How Machines Learn to Talk: The Basics of LLMs

What Is a Large Language Model?
Large language models learn language by reading massive amounts of text. They fine-tune billions of internal parameters as they train. Imagine a virtual brain built from math that predicts the next word, answers questions, or finishes stories. The more data it sees, the more human it sounds.

“Large” refers to wide experience and strong computing muscle, not physical size. Smaller models handle simple tasks like spelling correction. An LLM can write poems, translate languages, or explain physics. Its power demands vast data and energy, yet that cost unlocks the richness and quirks of human language.

Tokens, Embeddings, and the Language Puzzle
Computers split text into small tokens. “I’m learning fast!” becomes [I] [’m] [learning] [fast] [!]. Tokens can be words, sub-words, or punctuation. This flexible split lets the model digest any text, even typos or invented words.

Each token turns into a numeric vector called an embedding. Think of embeddings as coordinates on a language map.

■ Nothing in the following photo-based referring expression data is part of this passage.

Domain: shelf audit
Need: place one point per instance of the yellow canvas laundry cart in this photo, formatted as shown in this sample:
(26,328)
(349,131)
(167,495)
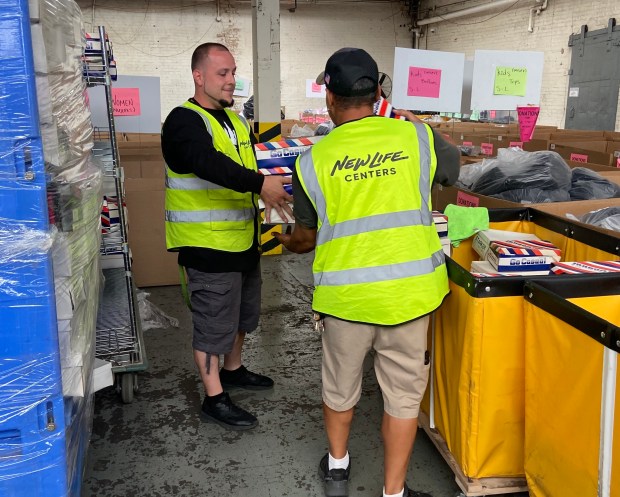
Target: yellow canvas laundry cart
(474,410)
(572,388)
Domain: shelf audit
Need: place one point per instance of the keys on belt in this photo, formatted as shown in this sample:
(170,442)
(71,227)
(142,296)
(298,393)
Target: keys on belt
(318,322)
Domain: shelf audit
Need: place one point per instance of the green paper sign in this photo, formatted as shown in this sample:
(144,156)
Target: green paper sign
(510,81)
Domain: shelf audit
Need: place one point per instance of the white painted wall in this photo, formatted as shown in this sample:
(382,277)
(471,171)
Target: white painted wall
(508,31)
(157,38)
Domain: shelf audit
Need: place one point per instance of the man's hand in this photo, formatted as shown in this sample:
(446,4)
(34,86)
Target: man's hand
(410,116)
(302,239)
(274,196)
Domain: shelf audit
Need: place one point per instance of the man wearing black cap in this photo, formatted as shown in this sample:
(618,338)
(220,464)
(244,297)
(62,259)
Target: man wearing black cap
(362,197)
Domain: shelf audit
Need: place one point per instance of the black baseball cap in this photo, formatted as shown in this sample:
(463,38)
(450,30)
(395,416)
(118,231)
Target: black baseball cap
(345,68)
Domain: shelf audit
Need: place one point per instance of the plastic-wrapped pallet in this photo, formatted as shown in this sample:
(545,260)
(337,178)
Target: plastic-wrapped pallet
(50,200)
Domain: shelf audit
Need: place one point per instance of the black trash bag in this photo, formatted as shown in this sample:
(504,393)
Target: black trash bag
(534,196)
(587,185)
(608,218)
(515,169)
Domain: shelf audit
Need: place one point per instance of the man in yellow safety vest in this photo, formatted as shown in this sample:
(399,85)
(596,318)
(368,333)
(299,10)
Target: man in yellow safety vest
(212,220)
(363,199)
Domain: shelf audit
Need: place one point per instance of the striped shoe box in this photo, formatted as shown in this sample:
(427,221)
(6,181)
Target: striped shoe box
(385,109)
(528,247)
(586,267)
(484,269)
(508,259)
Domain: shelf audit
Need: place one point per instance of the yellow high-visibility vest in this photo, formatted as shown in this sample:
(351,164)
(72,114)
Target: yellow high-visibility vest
(200,213)
(378,256)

Similar words sit close together: “cat” and “kitten” cluster, while “cat” and “volcano” stay far apart. Context also shifts positions, so “hot dog” signals food, not weather.

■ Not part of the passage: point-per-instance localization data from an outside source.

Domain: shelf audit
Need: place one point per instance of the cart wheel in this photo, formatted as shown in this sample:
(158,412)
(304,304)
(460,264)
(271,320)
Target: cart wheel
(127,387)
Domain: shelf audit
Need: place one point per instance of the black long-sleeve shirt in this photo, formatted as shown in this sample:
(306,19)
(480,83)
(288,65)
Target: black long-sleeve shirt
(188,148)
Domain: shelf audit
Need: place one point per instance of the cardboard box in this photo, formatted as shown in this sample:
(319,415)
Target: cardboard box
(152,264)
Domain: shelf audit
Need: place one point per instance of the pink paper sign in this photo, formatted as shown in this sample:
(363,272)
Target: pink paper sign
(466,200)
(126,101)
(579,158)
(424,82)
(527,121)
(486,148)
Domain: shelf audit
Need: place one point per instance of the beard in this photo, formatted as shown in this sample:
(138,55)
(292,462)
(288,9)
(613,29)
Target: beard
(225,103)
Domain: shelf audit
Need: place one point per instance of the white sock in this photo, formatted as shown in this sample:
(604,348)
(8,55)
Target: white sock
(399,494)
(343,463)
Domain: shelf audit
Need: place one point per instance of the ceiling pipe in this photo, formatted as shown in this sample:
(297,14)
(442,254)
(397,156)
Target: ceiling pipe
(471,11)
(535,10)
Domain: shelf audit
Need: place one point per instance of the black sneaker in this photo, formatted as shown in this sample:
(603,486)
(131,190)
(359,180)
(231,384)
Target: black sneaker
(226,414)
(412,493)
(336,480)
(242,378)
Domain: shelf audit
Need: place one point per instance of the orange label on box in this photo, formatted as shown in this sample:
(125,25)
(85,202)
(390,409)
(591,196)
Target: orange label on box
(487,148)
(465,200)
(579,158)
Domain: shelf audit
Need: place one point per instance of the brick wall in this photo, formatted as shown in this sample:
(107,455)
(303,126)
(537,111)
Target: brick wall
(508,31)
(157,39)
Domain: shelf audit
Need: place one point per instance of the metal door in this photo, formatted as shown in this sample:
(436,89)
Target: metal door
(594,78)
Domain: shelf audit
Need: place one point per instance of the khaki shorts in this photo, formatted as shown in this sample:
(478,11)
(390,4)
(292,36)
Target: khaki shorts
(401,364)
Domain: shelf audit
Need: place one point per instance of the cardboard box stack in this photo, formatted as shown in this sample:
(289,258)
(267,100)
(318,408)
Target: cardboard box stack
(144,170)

The Transformer: The Engine Under the Hood
The transformer design lets the model view a whole sentence at once. Older models read step by step and struggled with long ideas. Transformers changed that by letting words decide which other words deserve attention.

This focus is called attention. In “She saw the man with the telescope,” attention helps the model test every word to grasp the right meaning. Picture a team of readers, each tracking a specific link in the sentence.

Transformers stack many layers. Lower layers spot simple pairs like “green apple.” Higher ones catch grammar or style, such as riddling speech. Each layer passes insights up and down, sharpening the model’s final output.

Transformers handle language at scale. They train quickly, adapt well, and learn from vast data. Since the 2017 paper “Attention Is All You Need,” transformers have become the standard engine for LLMs.

Why Attention Feels Like Human Understanding
Attention makes transformers feel more human. Your mind jumps through a sentence, linking ideas near and far. Transformers mimic that jump, so they catch context, double meanings, and wordplay. Tokens turn into numbers, embeddings map meaning, and layers of attention weave it all together—like tireless, organized note-takers who never sleep.